Okay I’ll buy that is a possibility, if everyone in a state was voting at the same time. But as the number of voters decreased, the server would catch up and post each transaction in turn. If this was the problem then it’s pretty obvious whoever tested the software didn’t do any load testing and quite possibly didn’t do much testing at all.

Lets face it, we’re all familiar with online opinion polls, and I’d imagine the servers handling those are dealing with millions of votes a minute. Seems to me that Shadow (The company that apparently spent 3 years building the software,) would have looked to other examples of voting systems, during their development process.

For god’s sake, there are PORN sites that handle votes for performers without crashing. Given the prevalence of Porn Sites I’d guess they process something on the order of MILLIONS of votes per Second.

Then I read that the application was only for the 170 – 190 precinct captains. So the paper votes were cast, then counted, and the captains were to use an application to input those numbers?

You’re telling me that with 3 YEARS of development no-one ever tested with a measly 200 simultaneous users?

WTF?

As I sit reading more about this, I’m astounded.

I have Apple Time Capsules here in my home that can handle 50 simultaneous users on WiFi.

A low end Dell server purchased from Best Buy could probably handle 250 users from the moment it was plugged in, possibly more if all the server had to do was tally incoming data for ONE Single application.

I have to point out that I’m kinda talking out of my hat here because I don’t have all the facts. So take what I’m saying here with a salt lick.

My point is, that with something as important as votes, if I could put a system together with commercial of the shelf (COTS) equipment for less than 10K in hardware and a little web programming there is absolutely NO EXCUSE for the debacle we saw in Iowa.

Much less so when you factor 3 YEARS of development time.

Hell, with 3 years of development time, I could give you Web and Phone based access, Live updates, and auditing of figures entered by precinct, candidate, and user. Complete with state of the art security. I’d have also taken the DHS up on testing the system too. The DHS has an entire division dedicated to Cybersecurity. 

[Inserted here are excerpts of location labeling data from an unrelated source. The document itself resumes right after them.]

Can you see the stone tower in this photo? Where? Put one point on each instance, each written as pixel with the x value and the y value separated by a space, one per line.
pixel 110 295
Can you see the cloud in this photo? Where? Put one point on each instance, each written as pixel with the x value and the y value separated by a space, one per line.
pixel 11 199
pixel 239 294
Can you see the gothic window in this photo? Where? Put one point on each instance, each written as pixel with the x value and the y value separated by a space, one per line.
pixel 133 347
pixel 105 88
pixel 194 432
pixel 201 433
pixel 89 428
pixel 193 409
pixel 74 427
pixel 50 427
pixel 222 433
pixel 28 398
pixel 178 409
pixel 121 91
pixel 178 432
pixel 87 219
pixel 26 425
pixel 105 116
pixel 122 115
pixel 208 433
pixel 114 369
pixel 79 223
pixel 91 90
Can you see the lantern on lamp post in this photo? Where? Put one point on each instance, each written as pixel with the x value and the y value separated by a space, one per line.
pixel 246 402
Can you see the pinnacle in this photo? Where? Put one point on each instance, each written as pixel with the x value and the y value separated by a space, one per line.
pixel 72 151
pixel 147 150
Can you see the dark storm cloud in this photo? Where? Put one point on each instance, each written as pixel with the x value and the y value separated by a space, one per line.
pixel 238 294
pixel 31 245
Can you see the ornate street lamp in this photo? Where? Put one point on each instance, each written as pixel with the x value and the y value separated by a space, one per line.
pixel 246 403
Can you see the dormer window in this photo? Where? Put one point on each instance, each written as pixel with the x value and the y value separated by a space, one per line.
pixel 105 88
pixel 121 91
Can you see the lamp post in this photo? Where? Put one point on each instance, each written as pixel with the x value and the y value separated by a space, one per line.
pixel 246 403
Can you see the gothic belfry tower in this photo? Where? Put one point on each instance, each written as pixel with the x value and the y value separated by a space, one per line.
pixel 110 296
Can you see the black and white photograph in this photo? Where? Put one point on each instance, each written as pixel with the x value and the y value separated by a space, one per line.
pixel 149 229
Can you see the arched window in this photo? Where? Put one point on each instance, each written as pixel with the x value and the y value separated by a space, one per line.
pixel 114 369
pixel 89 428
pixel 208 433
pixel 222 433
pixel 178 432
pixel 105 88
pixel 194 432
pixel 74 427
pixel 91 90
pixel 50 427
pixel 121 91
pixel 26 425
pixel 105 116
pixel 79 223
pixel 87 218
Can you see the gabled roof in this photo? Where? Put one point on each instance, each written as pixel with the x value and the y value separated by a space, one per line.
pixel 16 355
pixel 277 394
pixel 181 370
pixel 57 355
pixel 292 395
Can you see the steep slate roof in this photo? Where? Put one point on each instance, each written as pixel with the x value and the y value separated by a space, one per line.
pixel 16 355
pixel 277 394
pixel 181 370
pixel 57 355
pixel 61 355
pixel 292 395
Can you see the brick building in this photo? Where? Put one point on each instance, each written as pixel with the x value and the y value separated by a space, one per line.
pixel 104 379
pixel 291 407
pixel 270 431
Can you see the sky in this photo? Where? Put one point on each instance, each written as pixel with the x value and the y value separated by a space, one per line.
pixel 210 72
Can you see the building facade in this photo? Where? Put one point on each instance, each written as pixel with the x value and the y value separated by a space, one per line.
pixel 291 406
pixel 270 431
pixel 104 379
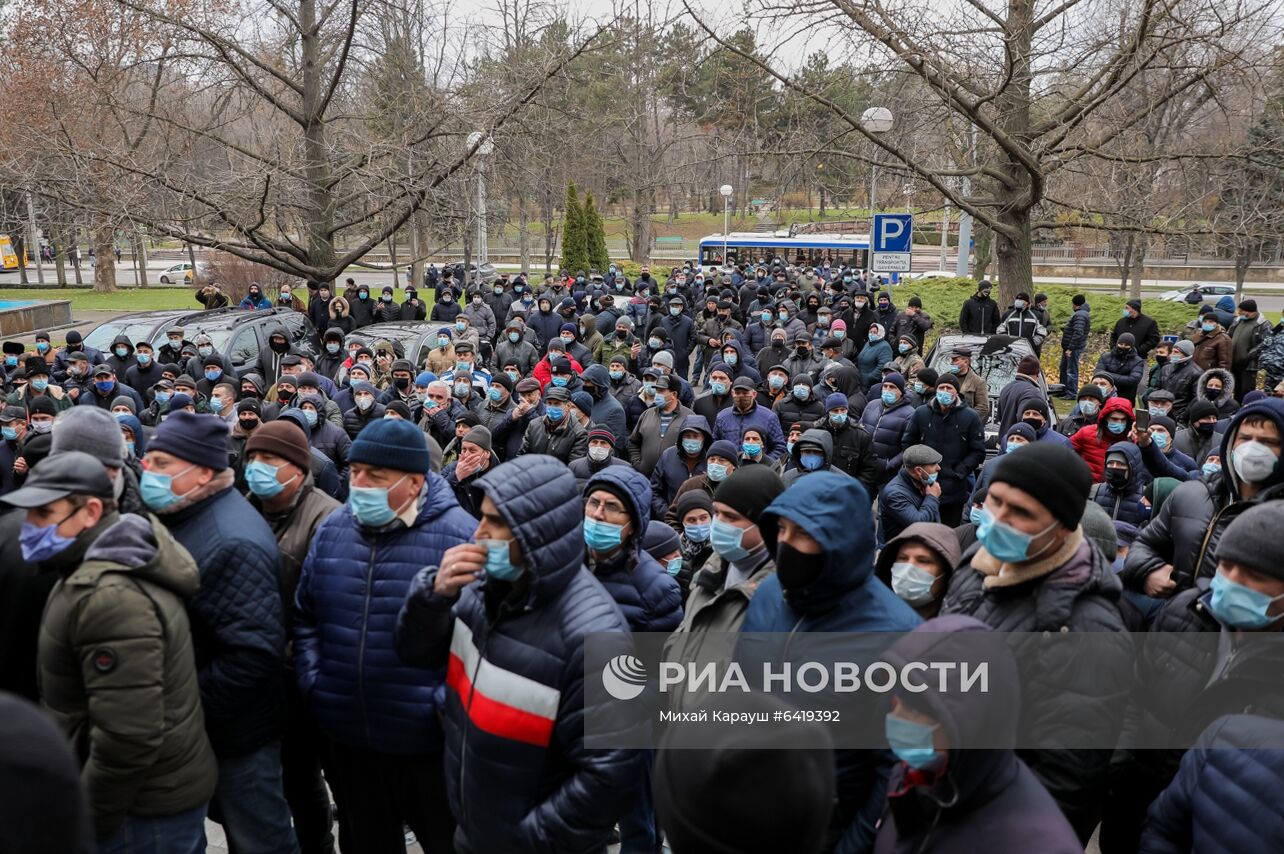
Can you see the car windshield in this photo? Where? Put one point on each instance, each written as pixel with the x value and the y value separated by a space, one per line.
pixel 136 330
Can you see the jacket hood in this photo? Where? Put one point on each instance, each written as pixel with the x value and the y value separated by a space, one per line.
pixel 937 537
pixel 1135 466
pixel 633 488
pixel 538 500
pixel 140 441
pixel 1270 409
pixel 1228 384
pixel 144 549
pixel 977 718
pixel 697 423
pixel 1113 405
pixel 813 437
pixel 597 375
pixel 835 510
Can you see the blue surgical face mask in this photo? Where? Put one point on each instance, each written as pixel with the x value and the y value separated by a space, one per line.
pixel 912 583
pixel 602 536
pixel 157 489
pixel 697 533
pixel 912 742
pixel 1004 542
pixel 43 543
pixel 497 561
pixel 261 479
pixel 1240 606
pixel 370 505
pixel 726 540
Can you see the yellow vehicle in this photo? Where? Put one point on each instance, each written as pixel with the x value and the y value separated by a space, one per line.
pixel 8 257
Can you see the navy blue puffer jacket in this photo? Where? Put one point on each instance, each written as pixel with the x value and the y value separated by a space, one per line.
pixel 352 587
pixel 518 775
pixel 645 591
pixel 1225 798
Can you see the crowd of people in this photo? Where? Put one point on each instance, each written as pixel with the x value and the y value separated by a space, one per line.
pixel 347 575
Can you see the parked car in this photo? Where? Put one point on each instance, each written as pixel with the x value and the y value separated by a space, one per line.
pixel 995 358
pixel 410 338
pixel 182 271
pixel 144 325
pixel 239 334
pixel 1205 292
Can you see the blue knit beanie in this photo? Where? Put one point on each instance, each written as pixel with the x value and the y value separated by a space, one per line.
pixel 197 438
pixel 392 443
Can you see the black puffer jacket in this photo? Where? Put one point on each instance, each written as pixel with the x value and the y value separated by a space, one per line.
pixel 1081 595
pixel 518 775
pixel 1189 524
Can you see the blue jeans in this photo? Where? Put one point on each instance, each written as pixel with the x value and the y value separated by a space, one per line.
pixel 249 803
pixel 181 834
pixel 1070 370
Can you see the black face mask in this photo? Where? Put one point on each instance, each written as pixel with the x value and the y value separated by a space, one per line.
pixel 796 569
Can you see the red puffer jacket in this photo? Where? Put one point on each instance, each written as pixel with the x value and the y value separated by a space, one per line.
pixel 1093 441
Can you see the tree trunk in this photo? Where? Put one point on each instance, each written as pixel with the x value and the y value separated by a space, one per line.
pixel 319 200
pixel 59 267
pixel 1013 258
pixel 523 233
pixel 104 266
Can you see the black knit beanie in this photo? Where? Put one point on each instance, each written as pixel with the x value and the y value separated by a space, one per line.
pixel 1053 474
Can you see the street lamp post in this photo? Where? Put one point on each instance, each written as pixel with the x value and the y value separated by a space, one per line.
pixel 727 190
pixel 483 150
pixel 876 120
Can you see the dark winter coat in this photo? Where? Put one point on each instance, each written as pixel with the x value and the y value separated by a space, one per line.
pixel 238 620
pixel 118 674
pixel 1081 595
pixel 988 795
pixel 518 776
pixel 844 597
pixel 959 438
pixel 353 584
pixel 674 468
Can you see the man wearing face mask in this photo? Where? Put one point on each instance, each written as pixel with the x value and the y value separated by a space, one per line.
pixel 556 433
pixel 523 587
pixel 913 496
pixel 238 622
pixel 116 663
pixel 1035 572
pixel 954 429
pixel 1239 604
pixel 279 477
pixel 380 715
pixel 822 536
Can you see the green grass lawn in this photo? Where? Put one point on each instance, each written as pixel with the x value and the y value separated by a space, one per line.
pixel 125 299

I’d probably have requested that the FBI and NSA take a look too, if they were willing.

WHY?

Because the product would have to be rock fucking solid and more eyes looking at a system are more likely to find flaws that can be corrected before its debut.

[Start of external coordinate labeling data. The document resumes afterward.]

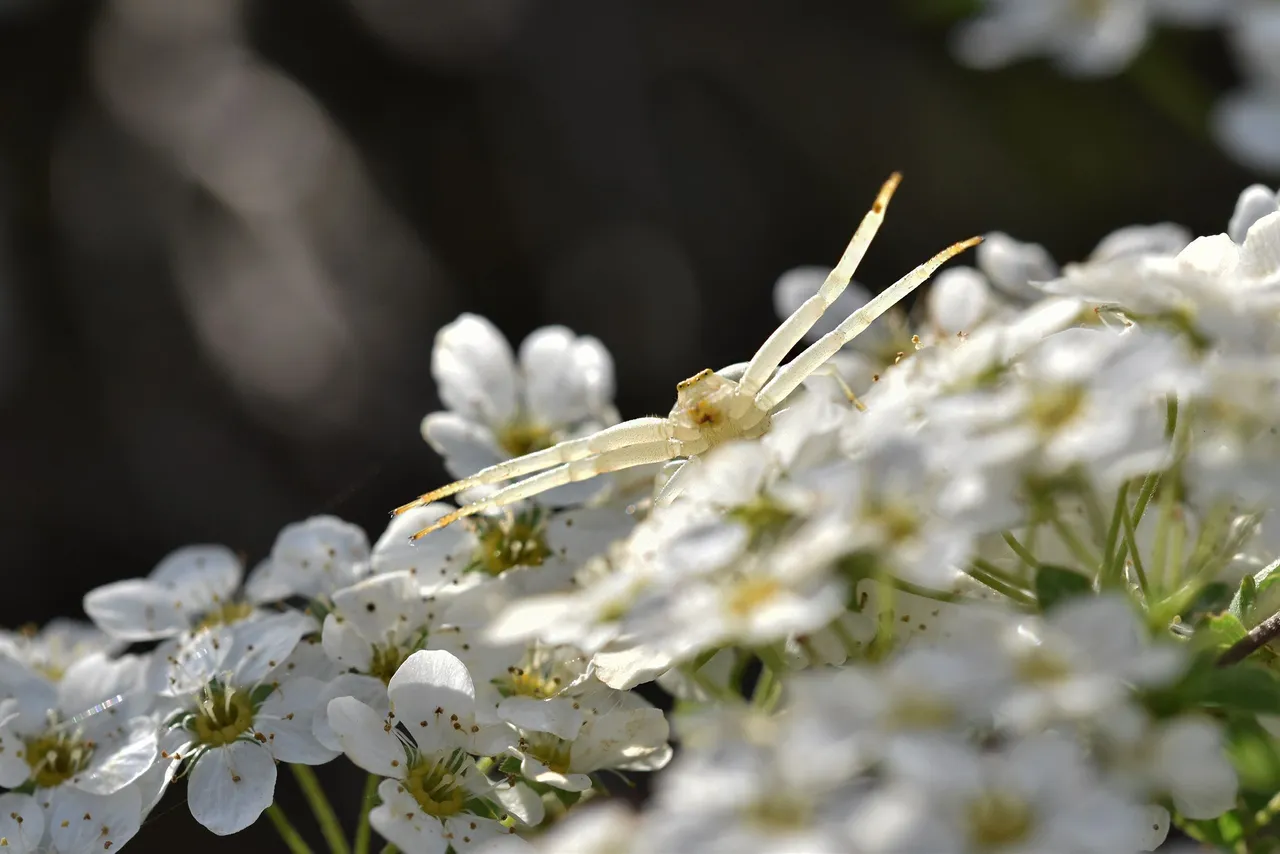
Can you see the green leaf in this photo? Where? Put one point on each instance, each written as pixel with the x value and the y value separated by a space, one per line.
pixel 1242 688
pixel 1253 754
pixel 1244 597
pixel 1210 598
pixel 1057 583
pixel 1221 630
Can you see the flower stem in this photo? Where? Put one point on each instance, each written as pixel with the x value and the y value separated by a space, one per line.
pixel 287 831
pixel 320 807
pixel 1020 551
pixel 1130 537
pixel 366 804
pixel 990 575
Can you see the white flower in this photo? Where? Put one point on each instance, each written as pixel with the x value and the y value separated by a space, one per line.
pixel 566 739
pixel 51 649
pixel 310 558
pixel 236 724
pixel 562 387
pixel 1255 202
pixel 90 731
pixel 423 745
pixel 1036 797
pixel 80 749
pixel 68 821
pixel 191 585
pixel 1080 658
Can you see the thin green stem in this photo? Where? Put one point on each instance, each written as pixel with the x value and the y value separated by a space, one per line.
pixel 321 808
pixel 990 575
pixel 366 804
pixel 764 685
pixel 1148 489
pixel 1132 540
pixel 288 832
pixel 1073 543
pixel 1109 555
pixel 1020 551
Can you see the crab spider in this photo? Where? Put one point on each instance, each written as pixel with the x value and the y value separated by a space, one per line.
pixel 711 407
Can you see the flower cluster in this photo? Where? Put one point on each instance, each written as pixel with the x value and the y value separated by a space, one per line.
pixel 1104 37
pixel 982 585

Especially given that over the last four years we’ve heard about nothing but Russian influence in our election process. I’d be wanting to make something that was so secure that there’d never be any question about the veracity of the product or its results.

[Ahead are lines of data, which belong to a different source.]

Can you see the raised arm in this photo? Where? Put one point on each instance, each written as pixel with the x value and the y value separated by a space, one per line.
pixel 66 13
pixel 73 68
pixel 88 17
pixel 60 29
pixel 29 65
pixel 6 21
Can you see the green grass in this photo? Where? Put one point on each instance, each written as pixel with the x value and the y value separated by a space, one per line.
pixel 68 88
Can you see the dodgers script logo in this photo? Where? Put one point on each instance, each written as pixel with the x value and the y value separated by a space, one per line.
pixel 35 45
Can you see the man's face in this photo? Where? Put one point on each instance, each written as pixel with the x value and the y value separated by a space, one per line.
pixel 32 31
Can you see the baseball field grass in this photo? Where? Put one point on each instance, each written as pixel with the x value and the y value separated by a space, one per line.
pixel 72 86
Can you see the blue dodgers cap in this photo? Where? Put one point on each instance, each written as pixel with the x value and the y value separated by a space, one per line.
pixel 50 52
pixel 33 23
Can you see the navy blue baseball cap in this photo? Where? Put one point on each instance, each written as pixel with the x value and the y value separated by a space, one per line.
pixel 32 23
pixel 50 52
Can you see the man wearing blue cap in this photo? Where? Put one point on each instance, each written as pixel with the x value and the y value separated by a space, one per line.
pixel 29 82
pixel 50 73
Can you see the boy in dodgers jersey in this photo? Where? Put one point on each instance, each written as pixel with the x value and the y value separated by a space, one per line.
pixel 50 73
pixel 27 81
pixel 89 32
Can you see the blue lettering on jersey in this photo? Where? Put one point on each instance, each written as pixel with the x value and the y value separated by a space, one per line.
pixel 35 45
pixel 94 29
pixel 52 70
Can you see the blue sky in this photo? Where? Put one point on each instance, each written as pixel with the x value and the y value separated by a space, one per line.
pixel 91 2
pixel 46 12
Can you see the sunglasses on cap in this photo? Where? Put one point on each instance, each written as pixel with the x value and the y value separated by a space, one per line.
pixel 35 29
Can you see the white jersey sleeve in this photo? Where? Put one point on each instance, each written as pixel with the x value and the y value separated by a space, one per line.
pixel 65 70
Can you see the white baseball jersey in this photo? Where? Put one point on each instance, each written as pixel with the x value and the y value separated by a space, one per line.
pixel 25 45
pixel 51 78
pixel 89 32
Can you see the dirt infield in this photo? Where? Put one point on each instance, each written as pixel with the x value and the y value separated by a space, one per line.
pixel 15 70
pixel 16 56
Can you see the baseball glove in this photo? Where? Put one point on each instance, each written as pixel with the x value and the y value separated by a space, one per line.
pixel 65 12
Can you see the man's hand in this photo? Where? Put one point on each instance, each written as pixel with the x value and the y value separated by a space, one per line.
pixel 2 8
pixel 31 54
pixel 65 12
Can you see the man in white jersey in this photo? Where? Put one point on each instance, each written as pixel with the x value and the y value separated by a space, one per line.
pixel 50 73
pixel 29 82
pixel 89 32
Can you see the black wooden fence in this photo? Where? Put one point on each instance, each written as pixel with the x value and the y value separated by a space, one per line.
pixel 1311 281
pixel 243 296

Make no mistake, this is (or was) a product.

Shadow would have been in a prime position to resell the product to all 50 states and would have been reaping the benefits for decades with maintenance and upgrade contracts.

Now Shadow will fade into the morning light like a bad dream, having made millions (I’m guessing) for its principals and casting everyone below executive level to the unemployment line.

Oh, and they’ll have an added lovely parting gift of FAILED project on their resumes.

As I said, we don’t yet have all the facts and likely, we never will.

Online voting could be a reality. But only if we commit to doing it right. 

Don’t you find it interesting that we have more security in place online and over the phone to deal with our banking needs than we do when dealing with the direction of our country as a whole?